Process Systems Engineering
at Louisiana State University
Project: A Federated Sensor Network Architecture for Distributed Data
Analysis
Students: Y.Y. Joe (Singapore), B. Bhushan (Sydney), R. Willis
(LSU)
Supervisors: J.A. Romagnoli
(LSU), K.V. Ling (Singapore), A.
Palazoglu (UCDavis)
The objective of profitable operation in today’s manufacturing
plants is intimately tied to the multi-level management of information
regarding supply-chains, physical assets and personnel deployment
that requires a nimble, robust and efficient plant environment.
Such an environment ensures persistent quality of products, and,
by properly managing abnormal operating situations, is expected
to respond vigorously to potential threats to the environment and
the safety of the personnel and the community at large. The paradigm
of proactive information management fundamentally relies on the
underlying sensor network that collects and communicates the pertinent
process data to appropriate levels within the plant and the enterprise
hierarchy. The ability of the sensor network to respond to this
challenge is being greatly enhanced by recent breakthroughs in microprocessors-based
instrumentation and digital communications that enable the sensors
with new functionality and smart sensing capabilities.

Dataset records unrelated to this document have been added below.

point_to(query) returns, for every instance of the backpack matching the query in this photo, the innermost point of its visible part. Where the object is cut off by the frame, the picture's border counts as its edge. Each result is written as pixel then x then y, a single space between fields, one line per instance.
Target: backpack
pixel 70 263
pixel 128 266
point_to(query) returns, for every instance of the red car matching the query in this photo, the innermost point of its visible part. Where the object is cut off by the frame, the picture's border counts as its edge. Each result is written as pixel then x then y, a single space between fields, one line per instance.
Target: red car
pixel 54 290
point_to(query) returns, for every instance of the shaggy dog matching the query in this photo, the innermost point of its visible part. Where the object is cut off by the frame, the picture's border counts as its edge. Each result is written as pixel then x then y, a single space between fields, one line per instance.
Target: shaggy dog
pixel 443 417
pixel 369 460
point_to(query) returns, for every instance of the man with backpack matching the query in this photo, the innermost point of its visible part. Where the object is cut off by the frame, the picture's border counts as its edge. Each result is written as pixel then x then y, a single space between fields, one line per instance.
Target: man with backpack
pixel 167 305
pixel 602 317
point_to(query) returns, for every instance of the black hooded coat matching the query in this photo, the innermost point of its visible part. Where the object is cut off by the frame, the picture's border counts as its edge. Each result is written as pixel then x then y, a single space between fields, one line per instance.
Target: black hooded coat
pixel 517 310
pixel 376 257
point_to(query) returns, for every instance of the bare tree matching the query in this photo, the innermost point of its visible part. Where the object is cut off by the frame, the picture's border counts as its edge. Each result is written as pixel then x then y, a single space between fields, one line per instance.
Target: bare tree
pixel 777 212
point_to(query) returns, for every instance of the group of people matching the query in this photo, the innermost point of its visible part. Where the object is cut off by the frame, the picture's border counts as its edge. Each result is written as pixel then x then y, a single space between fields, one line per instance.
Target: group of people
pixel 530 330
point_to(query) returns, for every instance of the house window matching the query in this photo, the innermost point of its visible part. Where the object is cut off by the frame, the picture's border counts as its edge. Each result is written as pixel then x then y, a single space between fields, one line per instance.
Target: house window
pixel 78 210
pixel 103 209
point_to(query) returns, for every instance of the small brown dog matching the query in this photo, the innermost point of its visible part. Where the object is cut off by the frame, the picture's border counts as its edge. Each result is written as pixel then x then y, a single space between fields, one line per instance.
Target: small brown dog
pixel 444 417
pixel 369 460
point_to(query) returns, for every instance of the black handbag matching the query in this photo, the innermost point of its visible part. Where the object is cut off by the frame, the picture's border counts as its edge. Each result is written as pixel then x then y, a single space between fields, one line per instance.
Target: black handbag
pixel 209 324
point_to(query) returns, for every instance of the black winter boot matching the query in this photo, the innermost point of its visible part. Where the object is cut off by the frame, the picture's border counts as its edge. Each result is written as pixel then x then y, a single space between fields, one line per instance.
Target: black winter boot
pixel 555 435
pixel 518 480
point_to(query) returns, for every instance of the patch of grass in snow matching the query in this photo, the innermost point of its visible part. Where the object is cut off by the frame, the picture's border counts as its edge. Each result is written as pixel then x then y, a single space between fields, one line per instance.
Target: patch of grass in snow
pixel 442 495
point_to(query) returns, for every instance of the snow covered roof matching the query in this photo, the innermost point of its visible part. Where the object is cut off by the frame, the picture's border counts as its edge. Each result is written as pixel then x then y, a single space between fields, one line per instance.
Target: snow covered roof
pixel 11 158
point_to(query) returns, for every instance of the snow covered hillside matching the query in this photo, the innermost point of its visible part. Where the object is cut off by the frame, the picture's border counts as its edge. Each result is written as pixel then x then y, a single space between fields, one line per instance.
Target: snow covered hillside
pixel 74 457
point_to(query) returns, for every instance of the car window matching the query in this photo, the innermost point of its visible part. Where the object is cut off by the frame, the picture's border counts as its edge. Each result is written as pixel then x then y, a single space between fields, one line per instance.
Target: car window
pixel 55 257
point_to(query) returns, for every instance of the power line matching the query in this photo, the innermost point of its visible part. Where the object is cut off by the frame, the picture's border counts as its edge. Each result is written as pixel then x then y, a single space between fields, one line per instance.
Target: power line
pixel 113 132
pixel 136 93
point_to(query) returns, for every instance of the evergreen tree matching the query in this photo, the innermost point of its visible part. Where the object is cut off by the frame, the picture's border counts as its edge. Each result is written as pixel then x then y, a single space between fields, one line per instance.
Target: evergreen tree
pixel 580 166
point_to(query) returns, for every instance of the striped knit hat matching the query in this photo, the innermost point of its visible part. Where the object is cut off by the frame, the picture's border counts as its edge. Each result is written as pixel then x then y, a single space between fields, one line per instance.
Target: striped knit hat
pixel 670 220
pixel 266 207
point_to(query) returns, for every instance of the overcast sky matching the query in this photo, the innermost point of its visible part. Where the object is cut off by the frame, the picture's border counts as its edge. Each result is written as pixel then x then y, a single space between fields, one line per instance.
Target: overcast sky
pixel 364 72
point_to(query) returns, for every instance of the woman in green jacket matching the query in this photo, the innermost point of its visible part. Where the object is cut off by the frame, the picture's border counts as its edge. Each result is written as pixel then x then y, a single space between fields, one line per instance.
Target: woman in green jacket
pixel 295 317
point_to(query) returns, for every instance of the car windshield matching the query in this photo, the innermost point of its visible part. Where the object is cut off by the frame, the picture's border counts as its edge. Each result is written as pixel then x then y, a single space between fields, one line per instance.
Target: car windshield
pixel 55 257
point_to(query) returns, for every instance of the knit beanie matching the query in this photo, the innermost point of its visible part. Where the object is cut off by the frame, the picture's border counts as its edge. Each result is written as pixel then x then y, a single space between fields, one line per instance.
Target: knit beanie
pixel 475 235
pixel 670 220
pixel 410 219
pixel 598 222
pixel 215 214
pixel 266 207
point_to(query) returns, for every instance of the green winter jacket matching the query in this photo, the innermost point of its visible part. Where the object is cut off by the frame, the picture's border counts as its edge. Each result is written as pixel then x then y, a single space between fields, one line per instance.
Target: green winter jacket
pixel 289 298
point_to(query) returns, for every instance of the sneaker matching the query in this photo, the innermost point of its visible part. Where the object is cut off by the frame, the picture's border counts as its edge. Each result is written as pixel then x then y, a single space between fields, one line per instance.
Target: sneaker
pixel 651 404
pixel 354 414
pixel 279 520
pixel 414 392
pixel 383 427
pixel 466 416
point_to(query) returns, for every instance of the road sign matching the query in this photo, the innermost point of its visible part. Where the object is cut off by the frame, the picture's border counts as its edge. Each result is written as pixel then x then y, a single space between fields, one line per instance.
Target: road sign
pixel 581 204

The proposed research is based on the concept of federated processing,
which deals with multiple processors encapsulated in one machine
or system. Federated sensor networks are autonomous, distributed
and cooperating entities. In other words, they work autonomously
towards their individual goals; they are distributed into different
parts of a system or machine and they participate in real-time collaboration
to reach the common (system) goal. Such an environment provides
a radical shift in the way information management has been perceived
and practiced within a manufacturing plant. The complex tasks of
plant-wide monitoring, fault assignment and prevention of abnormal
events become a realistic, achievable goal.